Most of the work at that scale (WP4) was focused on biomass fuel and ash characterisation, as well as modelling of the combustion process for all the selected biomass fuels and analysing leaching procedures (not considered in the GA). In addition, studies about the biomass preparation (pelletized) and continuous feeding methodology were carried out for commissioning the pilot plant of 10 kWth was achieved. In the WP5, thermo-physical simulation of uncoated and coated samples integrity after welding processes by means of heat affected zone (HAZ) experiments was performed. Transversally, in the WP6, a modelling method for analysis of fouling risks by coupling computational fluid dynamic modelling (CFD) and thermodynamic equilibrium calculations, a first set of calculation to predict the stable phases formed on the best performing materials, as well as starting the lifetime assessment and methodology development with a SVM12 tube case and LCAs of some coatings were performed.

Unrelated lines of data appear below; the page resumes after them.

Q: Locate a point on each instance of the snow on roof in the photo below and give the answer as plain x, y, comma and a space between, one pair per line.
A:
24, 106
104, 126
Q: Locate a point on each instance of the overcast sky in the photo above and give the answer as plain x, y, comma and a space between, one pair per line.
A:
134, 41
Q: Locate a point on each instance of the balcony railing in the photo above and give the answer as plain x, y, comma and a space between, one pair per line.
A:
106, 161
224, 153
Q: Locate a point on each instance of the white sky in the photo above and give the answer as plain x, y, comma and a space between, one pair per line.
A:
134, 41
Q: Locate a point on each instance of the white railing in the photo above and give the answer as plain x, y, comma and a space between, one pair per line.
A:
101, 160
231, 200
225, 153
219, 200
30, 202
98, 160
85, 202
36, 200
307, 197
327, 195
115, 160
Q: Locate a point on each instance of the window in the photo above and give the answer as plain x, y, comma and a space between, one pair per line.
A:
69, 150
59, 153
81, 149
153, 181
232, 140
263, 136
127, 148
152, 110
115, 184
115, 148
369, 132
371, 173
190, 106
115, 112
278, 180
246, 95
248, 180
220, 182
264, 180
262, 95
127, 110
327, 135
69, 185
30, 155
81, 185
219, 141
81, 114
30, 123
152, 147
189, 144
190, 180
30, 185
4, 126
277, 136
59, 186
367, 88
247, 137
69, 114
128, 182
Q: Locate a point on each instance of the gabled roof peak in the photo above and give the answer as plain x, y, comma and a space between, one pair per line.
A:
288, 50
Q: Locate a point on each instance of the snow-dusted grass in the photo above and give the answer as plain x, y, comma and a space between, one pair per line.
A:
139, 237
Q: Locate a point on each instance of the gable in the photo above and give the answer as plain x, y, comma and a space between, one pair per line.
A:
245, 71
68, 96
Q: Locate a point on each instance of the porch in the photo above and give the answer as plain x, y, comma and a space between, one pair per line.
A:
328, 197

At full scale in the WP7, trial tube with 18 trial coatings was installed within the final superheater of the Steven’s Croft boiler, as well as corrosion probes and online corrosion monitoring system, which will be installed in Blackburn Meadows boiler, have been manufactured. Additionally, another corrosion probe and erosion probes (not considered in the GA) are being developed. Regarding dissemination activities have been the most affected by the Covid-19 pandemic, due to the cancellation of face-to face events and the delays in other WPs. Therefore, WP8 was focused on maximise it through the project website (https://belenus-project.eu) and social networks (LinkedIn and Twitter). Finally, in the frame of WP9, coordination and management administrative activities have been performed (GA, SC meetings organization, amendment process, evaluation of the pandemic impact on the activities of the project, etc.). The project progress from technical and financial points of view have been monitored monthly by means of work package leaders and coordinator meetings. In addition, the project coordinator has centralizes the coordination activities among the project consortium and the European Commission (EC).
Biomass waste fuels, materials systems, and test parameters regarding lab, pilot and plant scale and the test matrices for corrosion, erosion and mechanical testing was established. Results obtained in the screening tests carried out on the total of coatings developed indicate that most of them have promising results. In order to confirm their good behaviour, they are being evaluated at longer times and mechanically (tensile, erosion and bending tests, and experimental study of the heat affection zone caused by welding) at lab scale and under pilot and real plants conditions in order to confirm their reliability to achieve a technological readiness level enough to be deployed at commercial stage. The experience gained during these tests performed and the validation of the on-line corrosion monitoring system, jointly with the modelling method for analysis of fouling risks in biomass boilers and the predictions about their anticipated grainsize/oxide microstructure, as well as the lifetime assessment and methodology and LCAs performed on coatings, will be a proof for investors and developers to reduce the technical uncertainty that this technology entail. Finally, the results obtained will allow the members of the consortium to offer a new solution in future CHP tenders by providing a cost competitive technology with a high level of flexibility in the energy supply and with no environmental drawbacks.